In 1996, the Health Resources and Services Administration, the HHS agency that oversees the 340B program, allowed each hospital to contract with one pharmacy to dispense 340B drugs. Then in 2010, it decided to allow each hospital to contract with many pharmacies. As a result, more than half of the pharmacies in the United States serve as 340B contract pharmacies.

On its face, that decision seems like it would make it easier for low-income individuals to access these discounted medicines. In practice, that’s not what’s happening. IQVIA’s research shows that most individuals received “zero or close to zero” relief in out-of-pocket expenses, with stakeholders other than patients benefitting from the savings.

Where’s the 340B money going?

That is the fundamental question researchers should be trying to answer. In 2021, the difference between the list prices of drug purchases and their 340B prices — which amounted to about $50 billion — flowed to grantees, covered entities, contract pharmacies, and for-profit entities, all of whom have played their part in helping 340B grow by 24% per year since 2015.

As a pharmacist, I’m aware of how grantees and some hospitals use the difference between the discounts and the list price to subsidize needed health care services. Others along the 340B supply chain are likely doing the same. But no one knows for sure because 340B hospitals and their contract pharmacies can hide their profits from the program and how they use those profits.

In the words of one lawmaker shocked by a recent New York Times investigation into 340B activities, the program “was not meant to do what they’re doing with it.” The late Senator Orrin Hatch (R-Utah), who helped create and shape the 340B program, said in 2014 that it’s “unacceptable that inconsistent, lax oversight has allowed the 340B program to be gamed — jeopardizing its core mission of helping low-income Americans.”
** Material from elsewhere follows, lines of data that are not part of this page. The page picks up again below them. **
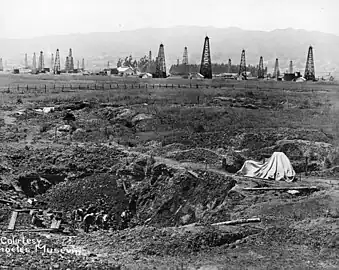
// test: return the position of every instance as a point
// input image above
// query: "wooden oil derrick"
(185, 61)
(276, 72)
(26, 61)
(261, 71)
(206, 64)
(242, 68)
(41, 65)
(185, 57)
(57, 66)
(160, 63)
(309, 70)
(34, 63)
(290, 69)
(52, 61)
(229, 68)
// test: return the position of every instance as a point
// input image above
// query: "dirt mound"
(199, 155)
(101, 190)
(56, 164)
(173, 197)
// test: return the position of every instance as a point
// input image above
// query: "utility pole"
(206, 64)
(310, 70)
(160, 63)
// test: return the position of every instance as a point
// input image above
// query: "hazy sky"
(30, 18)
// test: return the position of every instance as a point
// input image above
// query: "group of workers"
(99, 219)
(91, 217)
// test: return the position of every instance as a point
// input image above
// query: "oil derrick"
(26, 61)
(229, 68)
(276, 72)
(242, 68)
(71, 61)
(290, 69)
(261, 71)
(57, 66)
(185, 57)
(41, 65)
(69, 65)
(309, 70)
(161, 65)
(34, 63)
(206, 65)
(149, 66)
(52, 61)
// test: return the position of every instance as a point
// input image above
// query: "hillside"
(98, 48)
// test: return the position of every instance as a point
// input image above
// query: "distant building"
(125, 71)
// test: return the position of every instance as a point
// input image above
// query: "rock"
(65, 128)
(139, 117)
(233, 161)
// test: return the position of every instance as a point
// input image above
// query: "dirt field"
(164, 141)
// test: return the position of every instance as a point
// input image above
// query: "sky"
(32, 18)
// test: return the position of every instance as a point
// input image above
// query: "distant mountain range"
(99, 48)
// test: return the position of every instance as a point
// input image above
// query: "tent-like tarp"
(277, 167)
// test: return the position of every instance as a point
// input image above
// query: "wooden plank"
(32, 230)
(280, 188)
(238, 221)
(12, 222)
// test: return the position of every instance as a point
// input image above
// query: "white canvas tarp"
(277, 167)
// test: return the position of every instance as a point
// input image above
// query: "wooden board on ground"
(12, 222)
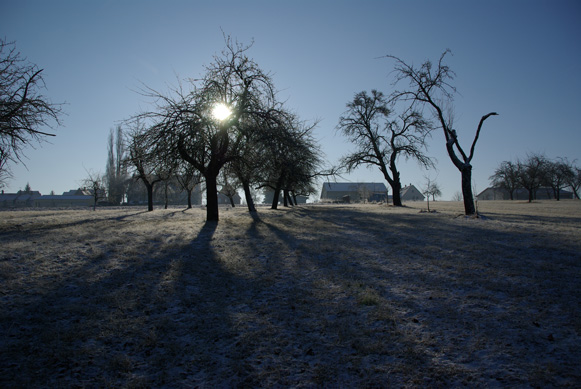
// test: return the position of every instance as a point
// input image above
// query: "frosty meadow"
(334, 295)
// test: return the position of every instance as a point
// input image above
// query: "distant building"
(354, 191)
(223, 199)
(543, 193)
(21, 199)
(269, 197)
(411, 193)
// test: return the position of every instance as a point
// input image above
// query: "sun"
(221, 111)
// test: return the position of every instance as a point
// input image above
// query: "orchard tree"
(116, 170)
(429, 85)
(143, 162)
(203, 125)
(532, 173)
(558, 176)
(506, 176)
(95, 183)
(24, 111)
(188, 178)
(380, 141)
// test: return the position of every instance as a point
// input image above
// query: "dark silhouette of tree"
(574, 179)
(184, 121)
(506, 176)
(116, 171)
(558, 175)
(95, 183)
(430, 86)
(144, 163)
(23, 108)
(295, 158)
(228, 185)
(188, 178)
(380, 141)
(532, 173)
What would help is if the 340B program had the transparency of programs like Medicare Part D and Medicaid. Researchers can readily obtain Medicare and Medicaid pharmacy data to study trends and public health impacts. But getting that kind of data for 340B is like trying to catch a will-o’-the-wisp, despite the fact that pharmacies have had the ability to electronically track the 340B eligibility of individual prescriptions since 2019.

It’s time for an honest conversation

The data released on 340B to date indicate there are fundamental questions about this program that need to be answered. I commend every team of researchers that has attempted to peer into 340B’s murky waters, because it is a big challenge. But it’s critical to answer these questions because, as my colleagues and I often say, good policy requires thorough research.
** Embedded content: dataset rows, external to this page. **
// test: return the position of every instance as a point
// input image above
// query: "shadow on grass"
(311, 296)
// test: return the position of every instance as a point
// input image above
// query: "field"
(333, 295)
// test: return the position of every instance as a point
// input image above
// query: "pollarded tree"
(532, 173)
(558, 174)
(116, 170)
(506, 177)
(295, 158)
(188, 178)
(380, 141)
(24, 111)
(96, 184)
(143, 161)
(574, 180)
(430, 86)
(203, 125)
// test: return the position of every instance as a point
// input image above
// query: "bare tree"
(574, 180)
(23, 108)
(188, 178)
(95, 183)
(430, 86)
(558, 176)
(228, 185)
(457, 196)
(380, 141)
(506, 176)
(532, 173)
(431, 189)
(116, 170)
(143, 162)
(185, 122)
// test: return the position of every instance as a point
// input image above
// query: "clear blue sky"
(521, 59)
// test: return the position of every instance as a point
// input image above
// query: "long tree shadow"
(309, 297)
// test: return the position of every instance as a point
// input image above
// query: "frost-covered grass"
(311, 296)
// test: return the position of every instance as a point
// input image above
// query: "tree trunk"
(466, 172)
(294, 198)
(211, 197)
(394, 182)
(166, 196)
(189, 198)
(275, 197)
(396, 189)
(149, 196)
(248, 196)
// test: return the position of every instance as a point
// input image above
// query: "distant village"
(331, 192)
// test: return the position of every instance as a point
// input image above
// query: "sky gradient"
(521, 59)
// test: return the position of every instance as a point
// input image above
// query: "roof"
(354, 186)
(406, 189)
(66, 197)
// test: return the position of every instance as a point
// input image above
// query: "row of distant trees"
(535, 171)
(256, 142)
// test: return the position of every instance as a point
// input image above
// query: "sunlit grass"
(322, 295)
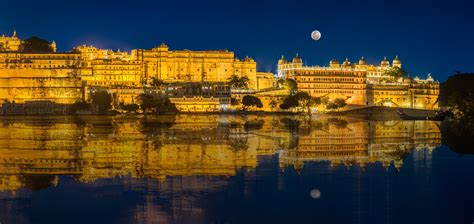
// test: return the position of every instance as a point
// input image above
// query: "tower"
(53, 46)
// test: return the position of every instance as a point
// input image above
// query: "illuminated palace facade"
(68, 77)
(361, 83)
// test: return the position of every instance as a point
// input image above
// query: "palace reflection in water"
(174, 161)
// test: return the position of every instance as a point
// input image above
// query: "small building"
(199, 96)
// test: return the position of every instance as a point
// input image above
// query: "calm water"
(233, 169)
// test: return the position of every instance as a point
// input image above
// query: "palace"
(362, 84)
(71, 76)
(68, 77)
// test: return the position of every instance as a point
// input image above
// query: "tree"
(300, 99)
(237, 82)
(234, 101)
(146, 102)
(157, 83)
(102, 100)
(35, 45)
(396, 72)
(289, 102)
(305, 101)
(251, 101)
(462, 105)
(273, 104)
(289, 84)
(336, 104)
(133, 107)
(80, 105)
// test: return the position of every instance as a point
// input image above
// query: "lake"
(233, 169)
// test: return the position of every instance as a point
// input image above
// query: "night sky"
(429, 36)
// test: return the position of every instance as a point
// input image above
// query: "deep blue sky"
(429, 36)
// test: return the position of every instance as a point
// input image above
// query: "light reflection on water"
(230, 169)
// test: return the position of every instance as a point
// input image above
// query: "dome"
(384, 62)
(362, 61)
(282, 60)
(297, 59)
(346, 62)
(334, 62)
(396, 60)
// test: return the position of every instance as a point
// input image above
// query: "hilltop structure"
(68, 77)
(363, 84)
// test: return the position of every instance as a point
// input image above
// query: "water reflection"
(92, 148)
(172, 161)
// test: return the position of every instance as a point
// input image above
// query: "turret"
(53, 46)
(282, 60)
(297, 59)
(362, 61)
(396, 62)
(334, 63)
(385, 63)
(346, 63)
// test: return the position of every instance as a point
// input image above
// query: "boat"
(439, 116)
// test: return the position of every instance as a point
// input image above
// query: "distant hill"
(458, 82)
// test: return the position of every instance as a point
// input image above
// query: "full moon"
(315, 193)
(316, 35)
If hospitals, contract pharmacies, and third-party administrators have more data that can add more detail to this discussion, the research community must be given access to it so their work can restore confidence that the program is helping those it is supposed to help.

It’s time to have an honest conversation and recognize that the 340B program has grown far beyond its intended purpose. Protecting the charity care it provides requires measuring and ferreting out the profiteering the law has enabled. An important first step is more transparency into how 340B works and who is truly benefiting from it.

John Michael O’Brien is a pharmacist, the president and CEO of the National Pharmaceutical Council, a Washington, D.C.-based health policy research organization, and a senior fellow at the USC-Schaeffer Center for Health Policy and Economics.